Just five years ago it employed a thousand or more editors and writers; now it's down to about 600, according to former staffer Kevin Roderick's LA Observed. The daily paper weighs about half, often less, of its older, richer self.
One can only hope that the savings in trees not pulped will someday be made up on the all-powerful electron stream known as the Internet, although early prospects are not encouraging.
Nonetheless, the LA Times is still by far the biggest reporting outlet on the West Coast, and still publishes excellent stories, as it did this week with Joe Mozingo's All He's Saying is Give Brush a Chance, about a naturalist named Richard Halsey and his crusade to save Southern California chaparral.
As the story puts it:
Chaparral, [Halsey] says, does not need to burn to the ground every 30 years
to remain healthy. Just the opposite. Too much fire will eventually
decimate the native flora — some of the most diverse in the nation —
leaving a biological wasteland of invasive weeds.
Many people might not know the difference, viewing chaparral as a brown, dead thicket of thorns and brush.

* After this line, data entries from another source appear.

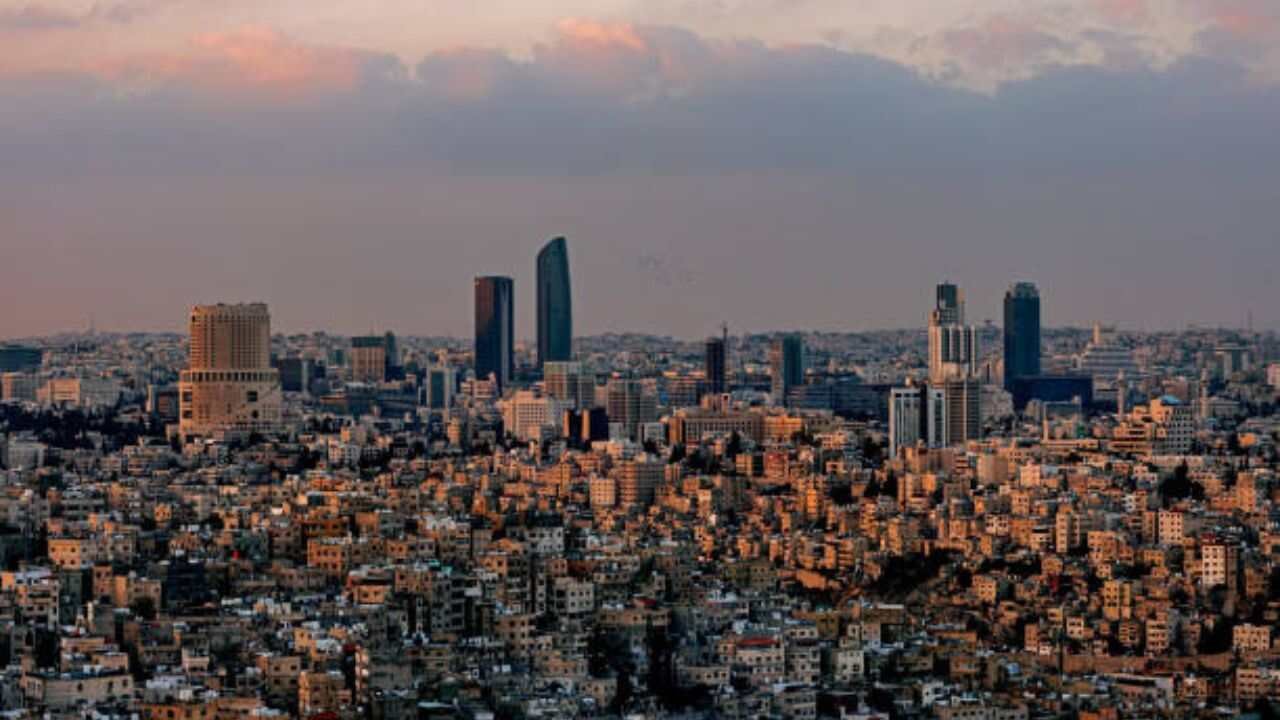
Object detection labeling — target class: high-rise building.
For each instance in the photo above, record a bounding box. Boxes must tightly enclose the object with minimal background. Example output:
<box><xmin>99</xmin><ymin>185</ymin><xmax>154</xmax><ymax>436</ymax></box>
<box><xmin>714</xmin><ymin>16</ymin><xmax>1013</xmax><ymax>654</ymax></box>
<box><xmin>933</xmin><ymin>283</ymin><xmax>964</xmax><ymax>325</ymax></box>
<box><xmin>351</xmin><ymin>336</ymin><xmax>387</xmax><ymax>384</ymax></box>
<box><xmin>604</xmin><ymin>378</ymin><xmax>658</xmax><ymax>439</ymax></box>
<box><xmin>178</xmin><ymin>304</ymin><xmax>282</xmax><ymax>439</ymax></box>
<box><xmin>1005</xmin><ymin>282</ymin><xmax>1041</xmax><ymax>392</ymax></box>
<box><xmin>538</xmin><ymin>237</ymin><xmax>573</xmax><ymax>368</ymax></box>
<box><xmin>499</xmin><ymin>389</ymin><xmax>564</xmax><ymax>441</ymax></box>
<box><xmin>888</xmin><ymin>386</ymin><xmax>947</xmax><ymax>457</ymax></box>
<box><xmin>0</xmin><ymin>373</ymin><xmax>40</xmax><ymax>402</ymax></box>
<box><xmin>383</xmin><ymin>331</ymin><xmax>404</xmax><ymax>380</ymax></box>
<box><xmin>475</xmin><ymin>275</ymin><xmax>516</xmax><ymax>392</ymax></box>
<box><xmin>424</xmin><ymin>365</ymin><xmax>457</xmax><ymax>410</ymax></box>
<box><xmin>0</xmin><ymin>345</ymin><xmax>45</xmax><ymax>373</ymax></box>
<box><xmin>543</xmin><ymin>361</ymin><xmax>595</xmax><ymax>410</ymax></box>
<box><xmin>274</xmin><ymin>357</ymin><xmax>316</xmax><ymax>392</ymax></box>
<box><xmin>929</xmin><ymin>283</ymin><xmax>982</xmax><ymax>383</ymax></box>
<box><xmin>942</xmin><ymin>378</ymin><xmax>982</xmax><ymax>446</ymax></box>
<box><xmin>769</xmin><ymin>334</ymin><xmax>804</xmax><ymax>405</ymax></box>
<box><xmin>614</xmin><ymin>457</ymin><xmax>666</xmax><ymax>511</ymax></box>
<box><xmin>703</xmin><ymin>337</ymin><xmax>726</xmax><ymax>395</ymax></box>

But with the help of top botanists and fire ecologists, Halsey is on a
campaign to correct the record about California's most widespread,
misunderstood and maligned type of vegetation.

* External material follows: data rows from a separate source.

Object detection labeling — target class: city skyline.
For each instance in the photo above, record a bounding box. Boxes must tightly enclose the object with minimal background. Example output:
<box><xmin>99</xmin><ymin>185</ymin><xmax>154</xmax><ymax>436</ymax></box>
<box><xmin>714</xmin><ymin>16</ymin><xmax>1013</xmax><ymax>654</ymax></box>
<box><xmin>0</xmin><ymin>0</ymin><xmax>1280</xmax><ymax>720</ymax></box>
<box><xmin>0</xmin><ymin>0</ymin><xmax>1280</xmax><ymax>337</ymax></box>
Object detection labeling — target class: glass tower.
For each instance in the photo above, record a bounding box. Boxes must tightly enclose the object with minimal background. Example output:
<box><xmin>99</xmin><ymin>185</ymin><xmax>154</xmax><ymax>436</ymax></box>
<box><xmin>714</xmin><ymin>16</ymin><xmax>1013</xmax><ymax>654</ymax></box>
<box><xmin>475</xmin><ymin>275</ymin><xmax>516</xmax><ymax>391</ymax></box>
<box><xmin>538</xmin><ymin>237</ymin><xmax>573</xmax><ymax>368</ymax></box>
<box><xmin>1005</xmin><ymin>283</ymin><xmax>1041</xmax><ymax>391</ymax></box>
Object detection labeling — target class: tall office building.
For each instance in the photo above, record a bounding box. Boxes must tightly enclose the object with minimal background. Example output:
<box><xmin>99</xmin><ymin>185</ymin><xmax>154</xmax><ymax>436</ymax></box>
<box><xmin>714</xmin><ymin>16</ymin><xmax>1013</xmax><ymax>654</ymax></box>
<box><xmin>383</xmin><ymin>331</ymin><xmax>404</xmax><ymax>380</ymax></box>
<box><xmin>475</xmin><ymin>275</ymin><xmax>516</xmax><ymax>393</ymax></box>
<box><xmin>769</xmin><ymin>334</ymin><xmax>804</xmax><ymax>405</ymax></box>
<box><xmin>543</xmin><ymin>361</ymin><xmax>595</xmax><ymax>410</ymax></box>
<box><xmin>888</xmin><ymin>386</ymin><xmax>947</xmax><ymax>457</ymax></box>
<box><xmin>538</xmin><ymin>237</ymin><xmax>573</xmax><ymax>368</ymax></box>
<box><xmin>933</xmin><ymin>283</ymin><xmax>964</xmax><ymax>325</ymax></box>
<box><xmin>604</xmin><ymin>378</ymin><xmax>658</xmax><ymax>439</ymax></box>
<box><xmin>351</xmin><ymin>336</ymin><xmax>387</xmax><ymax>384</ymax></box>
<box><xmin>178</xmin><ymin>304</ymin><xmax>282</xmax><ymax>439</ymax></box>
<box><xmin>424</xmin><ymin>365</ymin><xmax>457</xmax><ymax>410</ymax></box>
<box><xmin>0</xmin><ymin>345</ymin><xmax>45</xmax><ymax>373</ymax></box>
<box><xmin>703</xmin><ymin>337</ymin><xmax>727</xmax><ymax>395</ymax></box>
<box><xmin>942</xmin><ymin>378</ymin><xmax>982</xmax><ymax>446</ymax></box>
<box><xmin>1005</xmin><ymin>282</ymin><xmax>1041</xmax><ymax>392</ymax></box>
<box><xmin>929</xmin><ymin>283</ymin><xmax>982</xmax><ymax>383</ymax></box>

In doing so, he hopes to limit brush clearance plans to the edges of suburbia, away from the backcountry.
I think a big part of the confusion is rooted in a couple of English words that are used as conversational shorthand, but which carry more baggage than speakers may realize. Those words are "supposed to" and "meant to" (as in, chaparral is "supposed to" burn). These words imply predestination, and that concept is backed up by the fact that many species of chaparral, such as manzanita and chamise, require the searing temperatures of fire to open seeds and begin again.
Even worse, biologists have extended this concept into the scientific literature, arguing that plants a few decades old are "senescent" or even "decadent," despite being in perfect health, and capable of living for many decades more. Chaparral is no more predestined to burn after ten or twenty years than redwood trees are predestined to be cut down by loggers after 500 or a 1000 years…it's just worked out that way all too often in California history.

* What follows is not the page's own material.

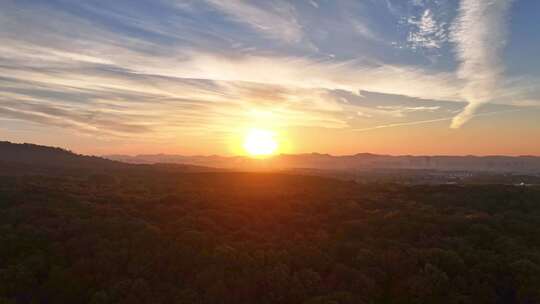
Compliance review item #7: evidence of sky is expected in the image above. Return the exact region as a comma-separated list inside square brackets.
[0, 0, 540, 155]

Halsey…likes to point out the absurdity of this ["elderly brush"] theory…by simply calling the plants "senile," as if the manzanita were in
an advanced state of dementia.
Halsey further makes the point by talking of "old growth" chaparral, as in the manzanita picture below. As the story says, he is a "quirky" — that is, unexpectedly open — guy.
Once I saw him speak at a conference of fire managers in his neck of the woods, San Diego. He happened to say that he had been working closely with firefighters, and admired them, and had learned a lot from them. When he took questions, I asked him what he had learned — curious to hear what a naturalist would take away from the difficult and dangerous work of battlng wildland fires.
The question stumped him. He admitted he couldn't think of an example, at least not at that moment. Rarely do you see that kind of honesty in an advocate of any sort. Halsey's institute calls itself the voice of the chaparral. Long may it speak out for California's forgotten lands.